Ma il valore aggiunto del Centro risiede anche nella capacità, grazie a specifici accordi con l’Azienda Ospedaliera di Cona, di mettere in atto interventi per la preservazione della fertilità nei pazienti con patologie tumorali e diagnosi pre impianto in caso di predisposizioni a rischi genetici per una gravidanza sicura.

“Un risultato facilitato - ci tiene a sottolineare  Fabrizio Corazza, Direttore del Dipartimento Materno Infantile Azienda USL Ferrara - dall’inserimento dell’attività di genetica all’interno del dipartimento materno infantile, in grado di garantire un rapporto continuo e qualificato tra i professionisti.

Secondo la direttrice del distretto sud est Romana BacchiIl Centro di eccellenza di Fisiopatologia della Riproduzione Umana e Procreazione Medicalmente Assistita dell’AUSL di Ferrara rappresenta uno dei due filoni di lavoro sulla quale si è concentrata negli ultimi due anni l’Azienda. Il secondo è, infatti, quello della preservazione della fertilità, argomento al centro del convegno di venerdì 18. Dobbiamo contrastare con forza l’idea largamente diffusa, confermata anche dagli ultimi dati sulla salute riproduttiva del progetto "Studio nazionale fertilità", di una fertilità infinita e non intaccabile. E’ ancora scarsa la consapevolezza - anche nei livelli culturali più alti - dell’esistenza di un ciclo della fertilità. Se poi pensiamo all’universo maschile ed alla curva di fertilità nell’uomo, qui la percezione è ancora più falsata. A ciò si aggiunge la sovrastima delle potenzialità delle procreazione assistita: uno strumento indiscutibilmente prezioso in alcuni scenari, ma che non può rispondere a tutte le aspettative in tema di infertilità”.
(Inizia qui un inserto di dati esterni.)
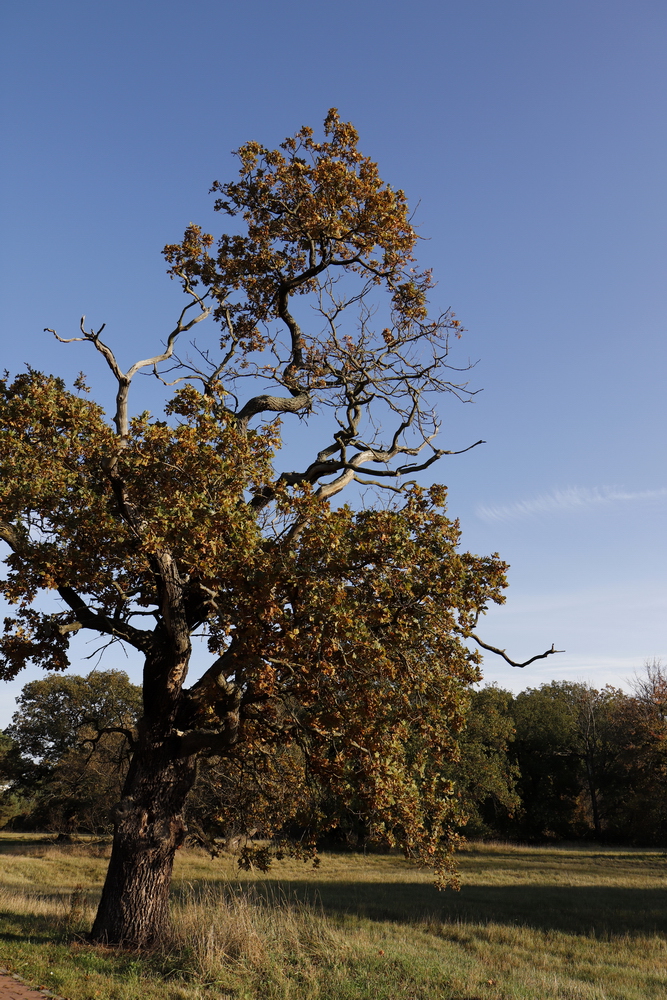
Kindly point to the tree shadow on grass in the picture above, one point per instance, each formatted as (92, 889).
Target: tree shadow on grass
(600, 911)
Ecco allora entrare in scena i consultori del Salute Donna “ai quali viene riconosciuta una funzione fondamentale, il giusto ruolo che compete loro: la prevenzione per la tutela della fertilità fin dall’adolescenza ed anche nei giovani adulti e la selezione delle coppie che hanno necessità del supporto del Centro di PMA. A sostenerlo è proprio il responsabile Medico del Servizio Salute Donna Azienda USL Ferrara, Demetrio Costantino che fornisce anche qualche dato interessante - nel 2018 delle 1800 nascite poco meno del 70% delle gravidanze è stato seguito dai consultori. Questo ci consente di avere un quadro ben definito sul tema della procreazione, in tutte le sue sfaccettature”.

Un argomento stimolante, attuale e complesso, quello rilanciato dai professionisti dall’azienda Sanitaria ferrarese, che impone un confronto ed una riflessione attenta per rendere il cittadino sempre più consapevole alcuni dei beni più preziosi in suo possesso: la salute e la capacità di dare vita.